Los perfiles universitarios se multiplican según los alumnos van teniendo más años. A partir de los 40 o 45 (ahora hay pruebas de acceso específicas para estas edades) hay muchas personas que vuelven a la Universidad sin expectativas profesionales, para sacarse la espinita clavada de no haberlo hecho cuando eran jóvenes, cuenta Margarita Barañano, exvicerrectora de Estudiantes de la Complutense de Madrid.
“Toda esa diversidad es una riqueza que hay que cuidar como un beneficio y no como un coste”, dice Barañano, que habla de un “proceso de segundas oportunidades” que debe ofrecer la Universidad y que es precisamente el camino al que apuntan las universidades europeas. “Creo que la adaptación, básicamente, se ha hecho con modelos semipresenciales, a distancia...”, asegura.

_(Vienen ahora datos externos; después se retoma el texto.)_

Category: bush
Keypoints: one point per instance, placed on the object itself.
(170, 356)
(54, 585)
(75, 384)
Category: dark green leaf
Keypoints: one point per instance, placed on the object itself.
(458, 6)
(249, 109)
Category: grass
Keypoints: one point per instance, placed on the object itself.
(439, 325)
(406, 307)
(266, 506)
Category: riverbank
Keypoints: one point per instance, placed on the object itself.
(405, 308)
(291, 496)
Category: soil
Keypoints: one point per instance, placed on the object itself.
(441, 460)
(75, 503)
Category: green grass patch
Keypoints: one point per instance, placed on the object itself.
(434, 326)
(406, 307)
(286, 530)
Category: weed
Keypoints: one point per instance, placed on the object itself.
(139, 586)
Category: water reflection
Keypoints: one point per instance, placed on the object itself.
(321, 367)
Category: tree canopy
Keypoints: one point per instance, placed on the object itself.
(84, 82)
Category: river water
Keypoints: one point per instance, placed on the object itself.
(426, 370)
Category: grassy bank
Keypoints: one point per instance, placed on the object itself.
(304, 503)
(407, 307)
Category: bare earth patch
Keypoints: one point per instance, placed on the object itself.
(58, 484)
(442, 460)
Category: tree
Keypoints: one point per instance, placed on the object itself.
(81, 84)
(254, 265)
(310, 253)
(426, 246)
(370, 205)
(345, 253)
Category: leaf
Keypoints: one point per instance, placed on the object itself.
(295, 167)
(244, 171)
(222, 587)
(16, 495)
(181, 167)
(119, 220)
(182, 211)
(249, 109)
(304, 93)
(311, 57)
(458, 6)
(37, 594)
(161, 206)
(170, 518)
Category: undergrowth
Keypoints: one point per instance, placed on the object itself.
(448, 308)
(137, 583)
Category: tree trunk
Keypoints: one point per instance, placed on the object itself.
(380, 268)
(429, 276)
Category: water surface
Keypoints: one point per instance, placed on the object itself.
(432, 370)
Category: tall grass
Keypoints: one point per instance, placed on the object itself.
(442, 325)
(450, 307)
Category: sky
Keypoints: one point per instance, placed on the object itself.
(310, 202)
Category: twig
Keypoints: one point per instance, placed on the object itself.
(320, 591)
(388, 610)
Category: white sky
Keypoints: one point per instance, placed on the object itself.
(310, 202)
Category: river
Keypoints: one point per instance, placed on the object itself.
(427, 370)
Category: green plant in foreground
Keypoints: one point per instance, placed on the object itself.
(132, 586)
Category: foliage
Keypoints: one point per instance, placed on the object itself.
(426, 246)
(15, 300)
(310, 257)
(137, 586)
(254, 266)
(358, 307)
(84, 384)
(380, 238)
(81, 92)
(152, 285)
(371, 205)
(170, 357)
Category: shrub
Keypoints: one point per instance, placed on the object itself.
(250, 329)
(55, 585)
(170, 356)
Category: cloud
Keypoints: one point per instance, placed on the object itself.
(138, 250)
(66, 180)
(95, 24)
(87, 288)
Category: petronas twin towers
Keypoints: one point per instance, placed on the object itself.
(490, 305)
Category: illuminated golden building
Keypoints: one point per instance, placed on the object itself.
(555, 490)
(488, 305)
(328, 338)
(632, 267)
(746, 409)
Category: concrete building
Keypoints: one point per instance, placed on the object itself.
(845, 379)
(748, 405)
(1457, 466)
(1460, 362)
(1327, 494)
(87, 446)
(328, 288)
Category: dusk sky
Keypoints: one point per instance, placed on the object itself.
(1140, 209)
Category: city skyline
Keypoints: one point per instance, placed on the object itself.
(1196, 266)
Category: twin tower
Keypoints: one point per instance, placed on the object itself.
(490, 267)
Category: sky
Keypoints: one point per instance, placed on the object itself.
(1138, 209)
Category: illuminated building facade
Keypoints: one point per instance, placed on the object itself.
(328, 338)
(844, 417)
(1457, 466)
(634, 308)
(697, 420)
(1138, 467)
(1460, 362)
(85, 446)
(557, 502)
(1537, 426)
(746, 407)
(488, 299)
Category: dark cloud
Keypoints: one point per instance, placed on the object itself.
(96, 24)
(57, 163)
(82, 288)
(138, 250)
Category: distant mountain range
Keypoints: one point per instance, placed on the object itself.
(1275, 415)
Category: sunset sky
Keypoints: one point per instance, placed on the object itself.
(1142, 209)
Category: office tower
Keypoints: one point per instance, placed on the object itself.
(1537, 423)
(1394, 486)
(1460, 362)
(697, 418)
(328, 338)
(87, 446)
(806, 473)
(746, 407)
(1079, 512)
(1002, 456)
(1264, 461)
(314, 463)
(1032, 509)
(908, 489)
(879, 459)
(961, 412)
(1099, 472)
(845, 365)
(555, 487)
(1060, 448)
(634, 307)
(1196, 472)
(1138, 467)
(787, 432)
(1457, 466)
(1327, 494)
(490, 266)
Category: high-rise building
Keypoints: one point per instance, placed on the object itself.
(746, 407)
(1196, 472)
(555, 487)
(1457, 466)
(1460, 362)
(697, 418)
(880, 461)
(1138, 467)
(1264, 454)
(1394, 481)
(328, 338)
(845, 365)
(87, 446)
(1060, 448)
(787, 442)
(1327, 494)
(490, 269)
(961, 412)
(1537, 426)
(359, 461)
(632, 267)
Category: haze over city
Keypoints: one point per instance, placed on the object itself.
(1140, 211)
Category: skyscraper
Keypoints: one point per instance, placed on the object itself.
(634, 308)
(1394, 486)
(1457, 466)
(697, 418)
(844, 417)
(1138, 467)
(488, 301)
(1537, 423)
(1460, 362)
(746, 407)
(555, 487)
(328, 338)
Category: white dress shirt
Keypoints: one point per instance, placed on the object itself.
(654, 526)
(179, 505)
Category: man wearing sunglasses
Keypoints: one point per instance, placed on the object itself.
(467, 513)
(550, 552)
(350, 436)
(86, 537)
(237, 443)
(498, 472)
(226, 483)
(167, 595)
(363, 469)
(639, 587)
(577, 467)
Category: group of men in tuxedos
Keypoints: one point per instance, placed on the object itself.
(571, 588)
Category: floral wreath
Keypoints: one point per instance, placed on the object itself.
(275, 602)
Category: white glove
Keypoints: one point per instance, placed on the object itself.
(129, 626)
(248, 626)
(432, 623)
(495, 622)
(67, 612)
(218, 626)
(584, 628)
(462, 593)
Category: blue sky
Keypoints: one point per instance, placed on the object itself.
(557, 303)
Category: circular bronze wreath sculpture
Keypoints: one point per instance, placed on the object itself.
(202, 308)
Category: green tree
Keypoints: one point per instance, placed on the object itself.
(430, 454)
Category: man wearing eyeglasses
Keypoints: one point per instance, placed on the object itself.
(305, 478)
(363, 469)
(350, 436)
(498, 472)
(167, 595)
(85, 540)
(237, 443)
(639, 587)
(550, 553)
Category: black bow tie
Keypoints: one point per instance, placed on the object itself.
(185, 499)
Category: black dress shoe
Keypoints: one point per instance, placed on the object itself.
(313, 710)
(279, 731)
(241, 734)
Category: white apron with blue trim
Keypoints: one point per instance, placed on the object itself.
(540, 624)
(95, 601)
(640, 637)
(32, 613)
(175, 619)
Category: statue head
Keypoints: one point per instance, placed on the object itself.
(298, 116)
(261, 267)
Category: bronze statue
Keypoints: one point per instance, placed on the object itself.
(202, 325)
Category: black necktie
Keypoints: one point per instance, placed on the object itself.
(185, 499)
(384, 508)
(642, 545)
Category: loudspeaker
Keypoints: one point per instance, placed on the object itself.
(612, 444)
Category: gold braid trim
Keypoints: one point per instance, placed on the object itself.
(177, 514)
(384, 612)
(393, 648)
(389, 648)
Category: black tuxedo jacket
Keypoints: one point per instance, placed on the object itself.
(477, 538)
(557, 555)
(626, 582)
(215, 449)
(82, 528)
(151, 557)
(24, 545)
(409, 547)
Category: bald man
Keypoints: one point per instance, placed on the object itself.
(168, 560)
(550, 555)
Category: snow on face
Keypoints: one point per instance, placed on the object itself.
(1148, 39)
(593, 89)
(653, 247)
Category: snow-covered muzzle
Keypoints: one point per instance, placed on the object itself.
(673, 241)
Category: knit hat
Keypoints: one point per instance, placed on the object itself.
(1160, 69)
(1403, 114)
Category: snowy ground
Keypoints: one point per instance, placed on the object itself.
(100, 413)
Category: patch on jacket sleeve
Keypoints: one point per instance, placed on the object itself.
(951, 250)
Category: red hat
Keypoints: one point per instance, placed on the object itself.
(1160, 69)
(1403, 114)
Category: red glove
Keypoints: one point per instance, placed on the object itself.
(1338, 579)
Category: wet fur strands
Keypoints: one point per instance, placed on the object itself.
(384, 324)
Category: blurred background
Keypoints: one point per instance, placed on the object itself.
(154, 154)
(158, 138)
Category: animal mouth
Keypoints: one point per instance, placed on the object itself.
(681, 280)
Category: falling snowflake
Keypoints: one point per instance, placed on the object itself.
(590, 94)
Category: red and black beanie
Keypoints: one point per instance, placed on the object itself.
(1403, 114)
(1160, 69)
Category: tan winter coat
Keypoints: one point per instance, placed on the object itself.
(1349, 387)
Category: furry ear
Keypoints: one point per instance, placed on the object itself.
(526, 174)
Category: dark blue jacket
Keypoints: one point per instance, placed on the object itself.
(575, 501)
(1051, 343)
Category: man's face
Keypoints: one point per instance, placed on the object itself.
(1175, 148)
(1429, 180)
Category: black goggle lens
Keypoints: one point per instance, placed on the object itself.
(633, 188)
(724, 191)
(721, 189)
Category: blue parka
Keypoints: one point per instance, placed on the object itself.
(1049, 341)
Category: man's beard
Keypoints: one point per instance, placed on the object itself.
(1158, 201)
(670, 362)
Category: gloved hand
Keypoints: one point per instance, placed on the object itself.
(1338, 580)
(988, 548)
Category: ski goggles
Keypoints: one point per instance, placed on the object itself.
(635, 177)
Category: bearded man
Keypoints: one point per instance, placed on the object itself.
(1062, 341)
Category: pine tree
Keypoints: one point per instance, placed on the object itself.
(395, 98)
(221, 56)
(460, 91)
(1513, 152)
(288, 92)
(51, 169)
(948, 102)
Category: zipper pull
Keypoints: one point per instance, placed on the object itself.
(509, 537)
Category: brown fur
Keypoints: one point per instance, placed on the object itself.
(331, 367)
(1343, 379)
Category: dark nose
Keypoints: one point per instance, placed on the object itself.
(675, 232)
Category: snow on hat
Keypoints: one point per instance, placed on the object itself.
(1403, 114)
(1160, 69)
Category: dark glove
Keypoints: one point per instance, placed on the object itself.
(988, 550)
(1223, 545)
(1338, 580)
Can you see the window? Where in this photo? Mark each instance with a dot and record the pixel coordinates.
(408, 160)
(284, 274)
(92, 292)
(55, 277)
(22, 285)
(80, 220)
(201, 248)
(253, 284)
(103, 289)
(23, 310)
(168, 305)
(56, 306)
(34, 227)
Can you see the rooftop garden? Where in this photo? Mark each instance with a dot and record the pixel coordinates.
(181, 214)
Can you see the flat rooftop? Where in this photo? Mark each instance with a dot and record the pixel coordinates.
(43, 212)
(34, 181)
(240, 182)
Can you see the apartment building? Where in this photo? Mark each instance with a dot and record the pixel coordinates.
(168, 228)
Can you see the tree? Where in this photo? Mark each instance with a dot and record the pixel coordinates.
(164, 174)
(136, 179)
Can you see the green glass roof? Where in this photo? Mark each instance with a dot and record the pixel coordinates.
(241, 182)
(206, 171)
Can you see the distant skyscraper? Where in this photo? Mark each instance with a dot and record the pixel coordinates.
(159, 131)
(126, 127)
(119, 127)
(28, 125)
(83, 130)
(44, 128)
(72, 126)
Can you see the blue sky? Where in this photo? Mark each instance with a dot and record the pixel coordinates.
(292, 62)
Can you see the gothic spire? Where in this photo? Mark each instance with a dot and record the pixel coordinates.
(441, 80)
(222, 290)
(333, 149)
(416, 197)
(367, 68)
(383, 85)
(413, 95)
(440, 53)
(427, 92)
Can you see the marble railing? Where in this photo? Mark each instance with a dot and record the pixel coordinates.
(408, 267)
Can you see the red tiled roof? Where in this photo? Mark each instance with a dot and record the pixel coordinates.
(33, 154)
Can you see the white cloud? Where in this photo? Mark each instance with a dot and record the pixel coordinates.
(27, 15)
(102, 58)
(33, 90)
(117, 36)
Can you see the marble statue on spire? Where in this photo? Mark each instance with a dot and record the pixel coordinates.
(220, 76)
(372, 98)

Pero admite que quizá se ha hecho más con los másteres, en los que casi uno de cada tres alumnos tiene más de 30 años, y un 9,2% tiene más de 40.
Casi uno de cada tres alumnos de máster tiene más de 30 años
David Sánchez, de 28 años, cuenta que ha elegido una universidad privada —la Pontificia de Salamanca, que le cuesta 5.000 euros— para encontrar una opción semipresencial —acude a clase los fines de semana— que le permita terminar Ingeniería Informática. Sánchez estudió una FP superior de Desarrollo de Aplicaciones Informáticas y, cuando terminó, se matriculó en la Ingeniería Técnica Informática (las antiguas carreras cortas de tres años). A mitad de los estudios, los interrumpió para aprovechar una beca de un año en Bruselas, pero al volver tenía claro que debía terminar la titulación antes de buscar en el mercado laboral. Ahora “que las oportunidades de trabajo de informático no son tan buenas, y las condiciones que ofrecen son peores”, ha decidido cursar el año que le falta para conseguir el título de grado (las nuevas licenciaturas adaptadas al plan Bolonia). Eso sí, en el modelo semipresencial que le ofrece una privada.